In a country of hawks and doves, it seems fitting that the bird metaphor should continue in the consensus description of the Israeli prime minister as a lame duck. Deeply unpopular for some time, pure kismet has kept Ehud Olmert hanging on to his seat, as alleged corruption charges came hot on the heels of a damning indictment of his handling of the second Lebanon war. Jaded Israelis saw him as the latest in a long line of corrupt leaders. Palestinians, meanwhile, were equally cynical of what they perceived to be yet another pretend negotiator who took the facade of a peace process nowhere, and slowly. The continued existence of around 600 Israeli checkpoints or barriers in the West Bank, a commitment to expanding Israeli settlements, especially around Jerusalem, and the recently declared intent to create a new settlement all fly in the face of supposed commitment to the peace process.
Olmert has said he will step down, but it is doubtful a new leader will be much better, at a time when Israel needs political continuity perhaps more than anything else. Neither of the two contenders for Olmert’s role as Kadima party leader sparkles in the way that is so desperately needed. Tzipi Livni, closely involved on the noncore level of the current peace negotiations, is seen as a centrist and is popular with the Israeli public — among whom she has a clean, or at least not-yet-corrupted, image. But commentators have speculated that she does not “get” the pressing interest to make peace. Olmert may not fully get it either, but he is further along the road and it may take Livni months to catch up. Shaul Mofaz, meanwhile, has made clear his hawkish intentions, with his battle cries in the Iranian direction and the talk of the need to create “realistic expectations”, which tragically translates as taking a hard line on the Palestinian issue.

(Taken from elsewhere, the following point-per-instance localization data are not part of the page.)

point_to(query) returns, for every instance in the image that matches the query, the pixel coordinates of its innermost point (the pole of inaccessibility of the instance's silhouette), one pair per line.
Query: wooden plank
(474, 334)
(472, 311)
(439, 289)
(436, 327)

On the surface, it looks as though the impending Kadima primaries mimic those of the American Democrats, in that they will present a choice between a female and an “ethnic” vote — Mofaz is of Iranian origin. But neither candidate is going to play on those screens: Livni was accused of not being “feminist enough” by women’s rights groups last year, while Mofaz has never made the historically neglected needs of Israel’s oriental Jewish population an issue.
Officially, the Palestinian line is that Israeli elections are an internal matter, and that peace negotiations are about a process, not a person. But there is clearly a wary eye on what will happen if Israeli elections are called in March, as they will be if Olmert’s leadership successor is unable to assemble a new coalition government. Then, Olmert could stay in office until the election. But a real concern is that, just as in the past, everything will stalemate as the Palestinian issue turns into a political football during the election campaign.
Then, Likud and rightist Kadima candidates will play populist by trumping on the Jerusalem card: United and Israeli. Such electioneering will likely tear apart any fragile trust that is still attached to the process.
Such a campaigning style would not bode well for Jerusalem’s Arab-Israeli residents, who might become emblems of how better to defend Israel against the sort of deadly attacks the city was victim to in the last few months. In all three attacks, the perpetrators were Arab Jerusalemites. Rather than build bridges and bolster the rights of this blatantly neglected community, a hawkish leader might deem it more appropriate to destroy more of their homes and tear up their work permits.
But others see hope in this morass of uncertainty, pointing to Olmert’s resignation speech, during which his voice gained emotion when he spoke of continuing the peace process. “As long as I remain at my post I will not stop trying to continue to bring the negotiations between us and our neighbours to a successful conclusion that embodies hope,” the resigning leader said. Some take that to cue a theory that, on both the Palestinian and the recently declared Syrian negotiation track, Olmert can now go hell for leather.
Some observers point out that Barak did something similar by negotiating at Taba a few weeks before an Israeli general election. For Olmert, success would still depend on the willingness of Labor and Kadima allies to stand by him and effectively enable him to leave a legacy that might make Israelis — and Palestinians — forgive the rest. But by this analysis, Palestinian and Syrian partners on these parallel peace tracks should race with Olmert to get final status agreements on paper in the few remaining weeks of his premiership. It’s a small, rickety and bullet-ridden window, but in a few months it might well be replaced by an impenetrable concrete wall.